Multi-Head Attention
Multi-head attention is a key component of the Transformer architecture that runs multiple attention operations in parallel, allowing the model to jointly attend to information from different representation subspaces.
Single-Head vs Multi-Head
Single-Head Attention
Q, K, V → Attention → Output
Limitation: Only one "perspective" on the relationships
Multi-Head Attention
Q K V
│ │ │
┌────┴──┴──┴────┐
│ Split into │
│ h heads │
└───────┬────────┘
│
┌───────┼───────┐
↓ ↓ ↓
[Head1] [Head2] [Head3] ... [Head_h]
│ │ │ │
└───────┴───────┴───────────┘
│
Concatenate
│
Linear (W_O)
│
Output
Mathematical Formulation
Single Attention Head
Attention(Q, K, V) = softmax(QK^T / √d_k) × V
Multi-Head Attention
MultiHead(Q, K, V) = Concat(head_1, ..., head_h) × W_O
where head_i = Attention(Q×W_i^Q, K×W_i^K, V×W_i^V)
Parameters:
W_i^Q: Query projection for head i, shape [d_model, d_k]W_i^K: Key projection for head i, shape [d_model, d_k]W_i^V: Value projection for head i, shape [d_model, d_v]W_O: Output projection, shape [h×d_v, d_model]
Dimensions
Typical configuration (BERT-base):
d_model = 768 # Model dimension
h = 12 # Number of heads
d_k = d_v = 64 # Dimension per head (768/12)
Total parameters per MHA layer:
3 × d_model × d_model (Q, K, V projections)
+ d_model × d_model (output projection)
= 4 × d_model²
= 4 × 768² = 2.36M parameters
Implementation
From Scratch
import torch
import torch.nn as nn
import math
class MultiHeadAttention(nn.Module):
def __init__(self, d_model, num_heads):
super().__init__()
assert d_model % num_heads == 0
self.d_model = d_model
self.num_heads = num_heads
self.d_k = d_model // num_heads
# Linear projections
self.W_q = nn.Linear(d_model, d_model)
self.W_k = nn.Linear(d_model, d_model)
self.W_v = nn.Linear(d_model, d_model)
self.W_o = nn.Linear(d_model, d_model)
def forward(self, query, key, value, mask=None):
batch_size = query.size(0)
# 1. Linear projections
Q = self.W_q(query) # [batch, seq_q, d_model]
K = self.W_k(key) # [batch, seq_k, d_model]
V = self.W_v(value) # [batch, seq_k, d_model]
# 2. Split into heads
# [batch, seq, d_model] -> [batch, heads, seq, d_k]
Q = Q.view(batch_size, -1, self.num_heads, self.d_k).transpose(1, 2)
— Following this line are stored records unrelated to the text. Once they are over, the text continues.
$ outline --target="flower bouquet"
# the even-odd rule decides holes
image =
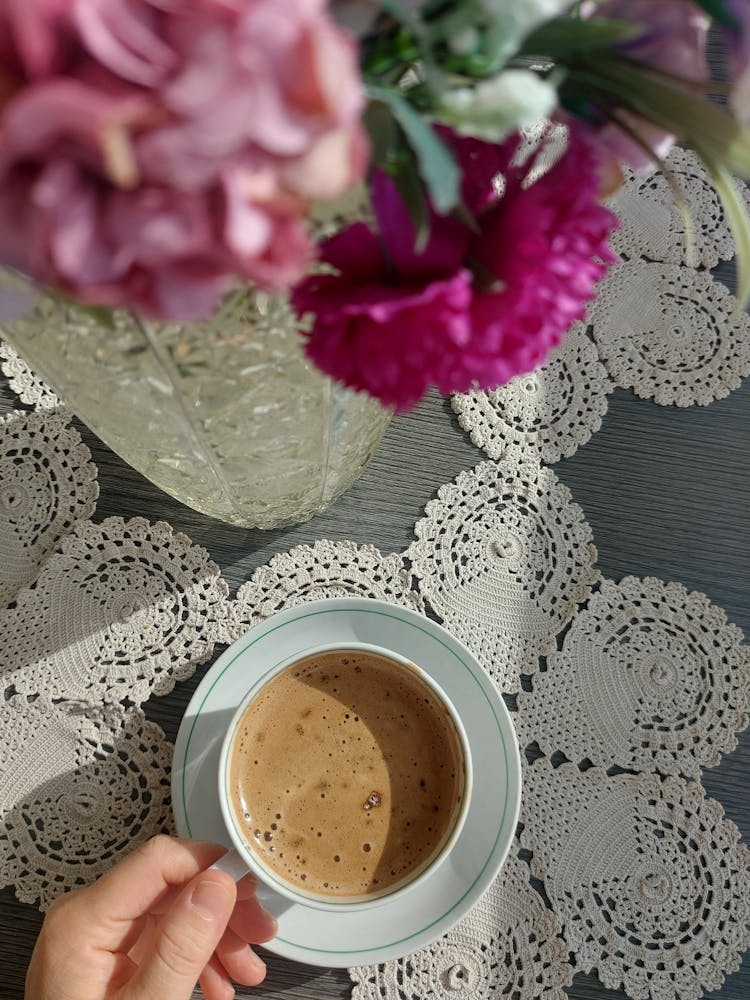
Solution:
[[[712,22],[730,84],[709,71]],[[153,354],[189,425],[179,455],[164,433],[148,461],[114,429],[102,436],[199,509],[272,523],[185,486],[190,452],[214,493],[236,489],[217,427],[247,433],[265,404],[230,418],[210,401],[249,399],[238,373],[259,329],[293,327],[271,369],[297,352],[303,367],[279,376],[296,392],[312,362],[333,380],[320,382],[326,405],[333,392],[340,411],[365,406],[360,430],[374,411],[345,400],[361,390],[390,411],[433,385],[506,382],[545,360],[613,263],[603,200],[620,164],[669,177],[677,141],[724,202],[744,301],[750,225],[731,176],[750,177],[748,123],[746,0],[6,0],[0,319],[15,320],[13,343],[68,398],[99,380],[110,409],[119,362],[97,375],[87,360],[127,355],[130,408],[153,411],[137,386],[156,375],[131,363]],[[31,311],[29,288],[45,303]],[[64,350],[49,349],[44,324],[64,331]],[[267,361],[256,369],[273,382]],[[99,429],[91,398],[70,402]],[[308,416],[295,411],[295,426]],[[378,434],[362,431],[367,454]],[[356,439],[339,457],[355,475],[367,457]],[[291,469],[272,449],[268,477],[294,478],[306,447],[295,441]],[[182,485],[165,483],[160,463],[179,467]]]

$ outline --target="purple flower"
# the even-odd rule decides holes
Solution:
[[[750,3],[747,0],[726,0],[726,9],[737,23],[737,29],[725,32],[734,77],[732,110],[738,121],[750,127]]]
[[[584,13],[640,26],[634,38],[618,45],[619,51],[628,58],[680,77],[686,81],[686,87],[708,80],[706,38],[709,19],[691,0],[607,0],[586,6]],[[674,135],[630,111],[619,110],[618,115],[657,156],[663,159],[669,154],[675,143]],[[614,124],[604,123],[598,129],[597,142],[636,170],[654,169],[654,161],[643,145]]]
K = K.view(batch_size, -1, self.num_heads, self.d_k).transpose(1, 2)
V = V.view(batch_size, -1, self.num_heads, self.d_k).transpose(1, 2)
# 3. Scaled dot-product attention
scores = torch.matmul(Q, K.transpose(-2, -1)) / math.sqrt(self.d_k)
# scores: [batch, heads, seq_q, seq_k]
if mask is not None:
scores = scores.masked_fill(mask == 0, -1e9)
attn_weights = torch.softmax(scores, dim=-1)
context = torch.matmul(attn_weights, V)
# context: [batch, heads, seq_q, d_k]
# 4. Concatenate heads
context = context.transpose(1, 2).contiguous()
context = context.view(batch_size, -1, self.d_model)
# context: [batch, seq_q, d_model]
# 5. Final linear projection
output = self.W_o(context)
return output, attn_weights
Using PyTorch Built-in
import torch.nn as nn
mha = nn.MultiheadAttention(
embed_dim=768,
num_heads=12,
dropout=0.1,
batch_first=True
)
# Self-attention
query = key = value = torch.randn(32, 100, 768) # [batch, seq, dim]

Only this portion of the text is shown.